Ноги не держали капитана, он снова рухнул на землю. Но молчал.
– Почему ты пошел с ними, капитан? – продолжал командир. Голос его был полон укоризны. – Ты, честный, порядочный? Ты, герой? Ты, грек? Разве не ты проливал за свободу свою кровь в Албании? Почему же ты теперь ее предал? Почему ты с ней воюешь? Пойдем с нами. Я отдам тебе своих парней, снова буду у тебя в подчинении, ты будешь посылать меня с опасными заданиями. Снова будем воевать вместе за свободу нашего народа. Разве тебе не жалко, что такой народ пропадает? Пойдем с нами!
Кровь прилила к бледным щекам капитана, он хотел крикнуть: «Предатель», но закусил губы, не снизошел до слов. Он хотел, чтобы его поскорее убили, чтобы скорее все кончилось.
– Убей меня, – пробормотал он наконец. – Убей меня. Не тяни.
И, помолчав, прибавил:
– Если бы ты мне попался в руки, капитан Предатель, я бы тебя убил. Теперь я попал к тебе в руки – убей меня. Другого ответа у меня для тебя нет.
– Я уважаю тебя, – сказал командир. – Теперь его голос был полон жалости и гнева. – Я уважаю тебя и жалею, но – убью.
– Так и надо, – ответил капитан.
Сжав кулаки, командир повернулся к партизанам.
– К стенке их всех! Кир капитан, ты можешь стоять на ногах?

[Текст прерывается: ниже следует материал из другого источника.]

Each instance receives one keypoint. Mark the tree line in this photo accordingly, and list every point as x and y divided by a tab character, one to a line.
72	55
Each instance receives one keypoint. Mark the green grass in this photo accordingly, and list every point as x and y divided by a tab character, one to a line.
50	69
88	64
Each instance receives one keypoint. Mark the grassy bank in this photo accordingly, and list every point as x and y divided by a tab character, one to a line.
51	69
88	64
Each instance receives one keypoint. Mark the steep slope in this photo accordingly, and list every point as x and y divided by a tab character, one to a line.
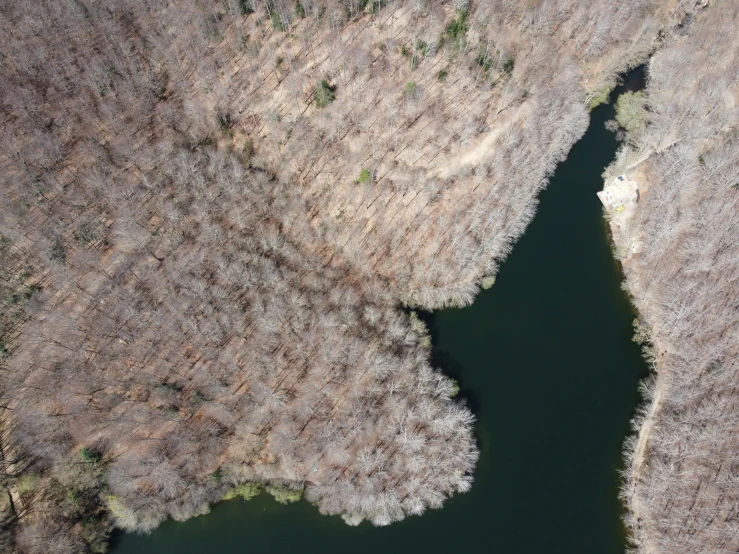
213	211
682	484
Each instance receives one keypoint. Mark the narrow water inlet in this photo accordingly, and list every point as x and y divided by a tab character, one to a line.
545	360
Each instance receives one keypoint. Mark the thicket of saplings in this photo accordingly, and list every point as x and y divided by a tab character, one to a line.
682	483
193	302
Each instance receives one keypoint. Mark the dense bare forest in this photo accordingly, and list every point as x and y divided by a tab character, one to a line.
211	213
682	483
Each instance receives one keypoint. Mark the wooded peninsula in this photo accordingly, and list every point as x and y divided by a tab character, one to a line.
218	217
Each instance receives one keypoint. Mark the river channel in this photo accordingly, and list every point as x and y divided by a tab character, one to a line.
545	361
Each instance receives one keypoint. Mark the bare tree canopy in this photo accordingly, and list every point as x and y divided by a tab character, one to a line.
212	211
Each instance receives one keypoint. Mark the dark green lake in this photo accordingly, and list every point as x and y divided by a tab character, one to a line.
545	361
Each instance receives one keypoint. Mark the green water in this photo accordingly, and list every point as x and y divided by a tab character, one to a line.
545	361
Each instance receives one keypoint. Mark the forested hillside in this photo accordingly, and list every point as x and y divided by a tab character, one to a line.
211	214
682	484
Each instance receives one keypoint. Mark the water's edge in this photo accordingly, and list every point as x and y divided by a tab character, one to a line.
545	361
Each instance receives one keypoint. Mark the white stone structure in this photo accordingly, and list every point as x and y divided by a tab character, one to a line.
622	192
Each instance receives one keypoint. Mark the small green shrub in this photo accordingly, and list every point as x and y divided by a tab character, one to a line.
484	60
324	95
225	122
246	7
508	65
277	23
364	176
631	111
457	28
89	455
57	252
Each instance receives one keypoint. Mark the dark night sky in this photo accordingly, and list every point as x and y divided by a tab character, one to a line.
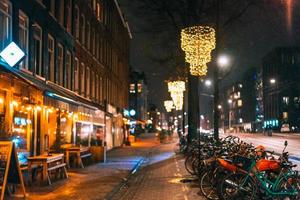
246	43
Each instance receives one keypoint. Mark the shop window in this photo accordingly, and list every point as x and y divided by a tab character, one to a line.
82	79
132	88
68	70
240	103
51	56
37	42
23	37
82	29
69	16
76	74
60	64
61	12
52	7
76	23
285	100
139	87
88	82
88	35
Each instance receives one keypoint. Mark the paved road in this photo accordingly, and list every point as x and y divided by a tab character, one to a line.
275	143
165	180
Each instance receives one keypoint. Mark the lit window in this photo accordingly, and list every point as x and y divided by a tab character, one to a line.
51	58
82	29
76	23
76	78
68	70
132	88
139	88
285	100
37	38
240	103
60	70
88	82
23	37
5	22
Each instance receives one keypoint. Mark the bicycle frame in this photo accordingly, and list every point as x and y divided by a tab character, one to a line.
267	184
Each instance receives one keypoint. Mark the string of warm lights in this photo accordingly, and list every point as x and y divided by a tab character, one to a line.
197	42
176	89
169	105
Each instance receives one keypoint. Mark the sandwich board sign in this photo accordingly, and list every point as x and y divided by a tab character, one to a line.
10	172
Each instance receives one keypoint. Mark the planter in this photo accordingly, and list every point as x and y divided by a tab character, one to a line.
97	153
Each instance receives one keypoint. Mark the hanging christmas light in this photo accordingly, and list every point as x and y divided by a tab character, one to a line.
176	88
197	42
169	105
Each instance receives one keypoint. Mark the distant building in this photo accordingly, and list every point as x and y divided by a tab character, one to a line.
138	95
281	88
239	104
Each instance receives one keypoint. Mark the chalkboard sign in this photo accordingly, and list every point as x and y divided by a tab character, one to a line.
10	172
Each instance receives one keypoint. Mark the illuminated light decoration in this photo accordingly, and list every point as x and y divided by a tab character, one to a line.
197	42
132	112
176	89
12	54
169	105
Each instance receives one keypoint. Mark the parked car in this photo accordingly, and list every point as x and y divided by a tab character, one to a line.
285	128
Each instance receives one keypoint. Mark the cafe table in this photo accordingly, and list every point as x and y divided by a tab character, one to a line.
79	152
48	162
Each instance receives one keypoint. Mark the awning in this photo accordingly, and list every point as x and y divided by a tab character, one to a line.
54	95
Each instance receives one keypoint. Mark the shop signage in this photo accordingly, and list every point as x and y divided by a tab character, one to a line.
10	172
12	54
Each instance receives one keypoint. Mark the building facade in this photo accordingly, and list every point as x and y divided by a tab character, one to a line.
138	95
72	85
281	88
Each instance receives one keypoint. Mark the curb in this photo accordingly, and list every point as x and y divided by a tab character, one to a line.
116	189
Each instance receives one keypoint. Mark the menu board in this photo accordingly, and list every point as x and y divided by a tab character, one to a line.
10	171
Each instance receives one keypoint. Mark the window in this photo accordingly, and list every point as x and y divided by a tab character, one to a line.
68	78
98	12
52	7
240	103
76	74
96	86
61	12
88	82
132	88
82	29
23	37
82	80
37	43
5	23
51	58
76	23
88	35
60	64
285	100
69	16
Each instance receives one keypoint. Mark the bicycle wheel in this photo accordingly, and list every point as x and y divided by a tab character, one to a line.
208	185
289	185
234	187
188	163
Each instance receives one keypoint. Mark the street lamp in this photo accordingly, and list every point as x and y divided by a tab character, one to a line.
207	82
272	80
223	61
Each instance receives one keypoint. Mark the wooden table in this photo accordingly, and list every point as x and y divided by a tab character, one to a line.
48	162
79	152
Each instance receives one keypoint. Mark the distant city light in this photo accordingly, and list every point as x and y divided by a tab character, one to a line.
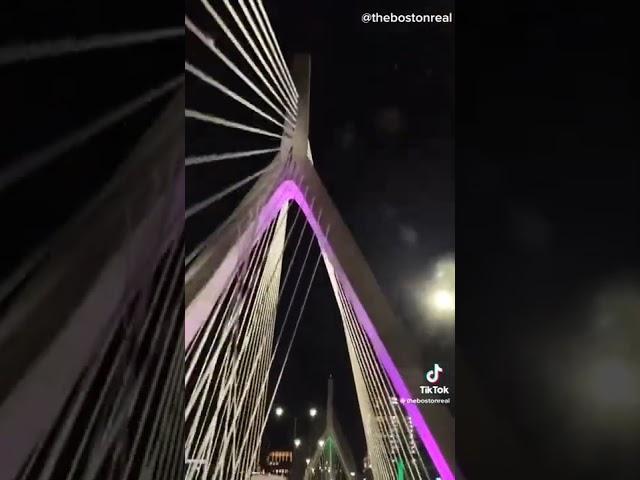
437	295
443	300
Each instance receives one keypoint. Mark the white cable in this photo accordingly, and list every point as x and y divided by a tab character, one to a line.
214	83
283	94
209	43
66	46
40	158
217	157
275	45
272	55
227	123
197	207
244	54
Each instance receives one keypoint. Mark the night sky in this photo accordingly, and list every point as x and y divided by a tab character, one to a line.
46	99
547	244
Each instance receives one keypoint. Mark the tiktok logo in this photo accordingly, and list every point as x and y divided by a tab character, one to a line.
434	375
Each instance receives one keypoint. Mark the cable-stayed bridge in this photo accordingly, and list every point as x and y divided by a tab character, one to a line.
247	282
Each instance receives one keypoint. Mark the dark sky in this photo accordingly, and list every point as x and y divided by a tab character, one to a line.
547	243
45	99
381	137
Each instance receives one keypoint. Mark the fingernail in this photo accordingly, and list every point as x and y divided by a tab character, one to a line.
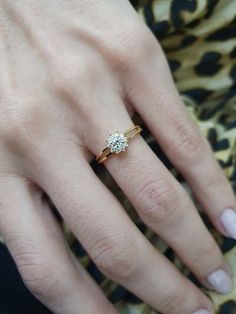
202	312
220	281
228	220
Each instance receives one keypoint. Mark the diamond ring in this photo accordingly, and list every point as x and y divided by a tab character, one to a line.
118	142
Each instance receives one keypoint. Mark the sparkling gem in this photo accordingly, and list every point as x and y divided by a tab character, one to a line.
117	142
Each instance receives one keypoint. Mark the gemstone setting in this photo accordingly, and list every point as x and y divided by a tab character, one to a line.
117	142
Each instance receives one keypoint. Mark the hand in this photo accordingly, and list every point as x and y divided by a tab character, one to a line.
72	72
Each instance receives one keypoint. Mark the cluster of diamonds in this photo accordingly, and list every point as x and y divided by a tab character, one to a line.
117	142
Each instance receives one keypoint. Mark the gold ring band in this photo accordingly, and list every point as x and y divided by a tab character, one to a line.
117	143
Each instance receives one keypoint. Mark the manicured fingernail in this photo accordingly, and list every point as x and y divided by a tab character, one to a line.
220	281
228	220
202	312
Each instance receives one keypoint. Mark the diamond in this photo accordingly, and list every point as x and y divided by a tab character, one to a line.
117	142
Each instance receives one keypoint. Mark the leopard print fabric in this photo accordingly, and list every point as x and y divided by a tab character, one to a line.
199	40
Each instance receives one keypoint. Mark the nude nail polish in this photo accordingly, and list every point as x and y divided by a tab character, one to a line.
202	312
220	281
228	220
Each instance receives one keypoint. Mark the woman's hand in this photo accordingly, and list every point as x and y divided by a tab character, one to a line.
71	73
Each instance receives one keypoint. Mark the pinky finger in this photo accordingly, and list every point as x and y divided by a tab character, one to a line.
41	254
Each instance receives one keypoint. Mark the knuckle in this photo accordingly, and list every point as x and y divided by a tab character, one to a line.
158	202
138	41
37	275
20	117
187	142
68	69
113	256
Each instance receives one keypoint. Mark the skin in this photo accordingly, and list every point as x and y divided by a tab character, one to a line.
71	73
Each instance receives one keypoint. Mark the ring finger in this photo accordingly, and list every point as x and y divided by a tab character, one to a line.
162	203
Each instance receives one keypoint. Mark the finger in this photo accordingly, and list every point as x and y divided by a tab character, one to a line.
111	239
160	106
41	255
164	205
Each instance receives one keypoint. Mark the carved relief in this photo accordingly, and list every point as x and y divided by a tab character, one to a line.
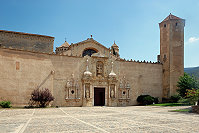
72	89
124	89
87	90
99	68
112	91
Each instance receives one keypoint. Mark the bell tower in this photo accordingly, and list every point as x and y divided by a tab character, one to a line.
171	52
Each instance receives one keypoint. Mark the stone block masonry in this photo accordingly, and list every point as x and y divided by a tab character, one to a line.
26	41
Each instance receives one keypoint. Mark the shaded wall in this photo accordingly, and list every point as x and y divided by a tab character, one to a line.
26	41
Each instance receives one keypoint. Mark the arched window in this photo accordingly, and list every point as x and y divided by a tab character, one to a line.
88	52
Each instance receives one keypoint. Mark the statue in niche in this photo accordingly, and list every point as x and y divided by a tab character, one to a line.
112	91
87	90
99	68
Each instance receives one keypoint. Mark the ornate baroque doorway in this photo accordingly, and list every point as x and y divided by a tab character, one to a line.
99	96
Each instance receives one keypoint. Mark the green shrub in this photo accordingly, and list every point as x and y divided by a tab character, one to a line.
174	98
41	98
5	104
146	100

– Могу, – ответил тот и, собрав все свои силы, встал.
Но колени подогнулись, и он снова рухнул на землю. Подбежали два партизана, подхватили его, но он гневно отмахнулся от них.
– Не прикасайтесь ко мне! – прорычал он. – Я встану сам.

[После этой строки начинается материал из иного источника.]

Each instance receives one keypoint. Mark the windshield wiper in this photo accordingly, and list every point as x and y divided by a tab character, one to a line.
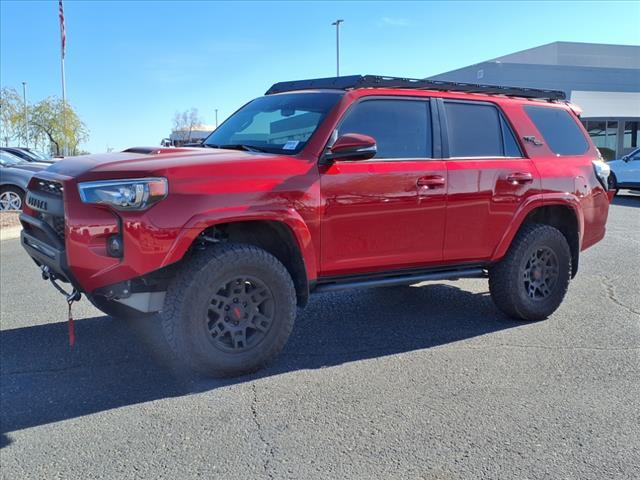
237	146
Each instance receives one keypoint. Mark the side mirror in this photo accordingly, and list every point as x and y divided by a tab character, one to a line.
352	146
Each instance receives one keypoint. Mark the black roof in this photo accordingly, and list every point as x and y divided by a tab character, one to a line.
375	81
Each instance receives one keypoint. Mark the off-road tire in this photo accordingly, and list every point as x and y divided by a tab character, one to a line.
507	277
117	310
185	314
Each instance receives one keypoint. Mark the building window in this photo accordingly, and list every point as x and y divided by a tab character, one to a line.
604	135
631	134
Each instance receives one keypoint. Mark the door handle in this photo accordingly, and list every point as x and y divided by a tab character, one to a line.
519	178
431	182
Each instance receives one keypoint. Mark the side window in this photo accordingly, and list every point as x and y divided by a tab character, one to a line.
401	128
559	130
511	148
474	130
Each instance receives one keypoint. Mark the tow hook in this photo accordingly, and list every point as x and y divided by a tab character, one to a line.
70	297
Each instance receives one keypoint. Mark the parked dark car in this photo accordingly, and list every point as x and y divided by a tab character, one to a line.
15	174
29	155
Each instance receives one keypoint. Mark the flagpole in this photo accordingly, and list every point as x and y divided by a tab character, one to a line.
63	41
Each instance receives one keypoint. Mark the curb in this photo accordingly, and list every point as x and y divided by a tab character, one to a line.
9	233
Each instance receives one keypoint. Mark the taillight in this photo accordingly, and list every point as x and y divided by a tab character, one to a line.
602	171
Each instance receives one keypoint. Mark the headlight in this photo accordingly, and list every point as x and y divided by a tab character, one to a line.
133	194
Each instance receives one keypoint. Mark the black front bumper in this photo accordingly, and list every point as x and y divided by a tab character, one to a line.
45	247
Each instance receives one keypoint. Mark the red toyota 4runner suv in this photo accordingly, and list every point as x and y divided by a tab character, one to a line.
323	185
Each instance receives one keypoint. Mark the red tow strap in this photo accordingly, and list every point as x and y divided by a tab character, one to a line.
71	327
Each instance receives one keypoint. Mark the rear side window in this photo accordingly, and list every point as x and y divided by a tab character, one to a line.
511	148
401	128
559	130
478	130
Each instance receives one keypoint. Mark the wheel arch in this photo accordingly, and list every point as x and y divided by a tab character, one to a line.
290	244
564	214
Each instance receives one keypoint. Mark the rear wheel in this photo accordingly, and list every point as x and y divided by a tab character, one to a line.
230	310
11	198
530	282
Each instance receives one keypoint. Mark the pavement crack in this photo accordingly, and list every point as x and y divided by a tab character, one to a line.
610	291
261	436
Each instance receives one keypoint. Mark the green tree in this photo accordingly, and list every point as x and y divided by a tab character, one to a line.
59	123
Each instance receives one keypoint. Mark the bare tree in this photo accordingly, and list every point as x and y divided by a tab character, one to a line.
185	123
11	115
59	123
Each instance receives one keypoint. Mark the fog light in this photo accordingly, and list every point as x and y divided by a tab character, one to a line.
114	246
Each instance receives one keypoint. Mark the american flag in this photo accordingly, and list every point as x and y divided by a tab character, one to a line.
63	35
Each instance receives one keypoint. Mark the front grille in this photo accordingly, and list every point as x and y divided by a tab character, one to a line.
49	186
37	203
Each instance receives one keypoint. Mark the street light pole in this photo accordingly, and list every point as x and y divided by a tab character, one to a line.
26	114
337	25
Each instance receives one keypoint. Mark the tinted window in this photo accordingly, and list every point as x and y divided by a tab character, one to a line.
401	128
474	130
559	130
511	148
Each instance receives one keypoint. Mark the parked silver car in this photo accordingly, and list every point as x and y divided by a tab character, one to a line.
15	174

Он схватился за камень в стене, собрал все силы и встал. Пот лил с него ручьями, он смертельно побледнел. Медленно, осмотрелся: на каменных плитах, выстилавших двор, сидят, скрестив ноги, партизаны; напротив, на каменной скамье – командир с комиссаром, на одном конце скамьи – отец Янарос, а на другом...
Закипела у него кровь, в глазах потемнело, черная молния сверкала в голове: женщина, сидевшая на другом конце скамьи, была его жена. Как быстро пронеслись пятнадцать лет счастья. Молнией! Как будто только вчера шли они среди румелиотских скал, и стояла его старая мать на пороге, одетая в свое свадебное платье, которое носила невестой и в котором положат ее в гроб, когда умрет, и ждала их. Она ждала их, ждала с рассвета, и плакала от счастья... Заплакали и новобрачные, заплакали потому, что они были молоды, и была весна, и пахла земля; и куропатка в клетке во дворе у матери забилась о тонкие прутья, увидев молодых, закудахтала печально, словно хотелось и ей выйти замуж, а жених был в горах, и были между ними тонкие прутья клетки, и нельзя было им соединиться. И била она клювом и красными лапками свою темницу, хотела вырваться. «Мама, – сказала новобрачная, – у меня к тебе просьба: больно мне видеть эту куропатку в плену. Позволь мне открыть клетку и выпустить ее». – «Она твоя, доченька, – ответила старуха, – она твоя, делай с ней, что хочешь». И новобрачная открыла клетку, взяла в руку куропатку с узорчатым оперением, полюбовалась на ее пурпурные лапки, на нежный, дико косящий глаз, на встопорщенную грудку. И вдруг вскинула высоко руку и подбросила ее в воздух. «Лети, – сказала она, – ты свободна!»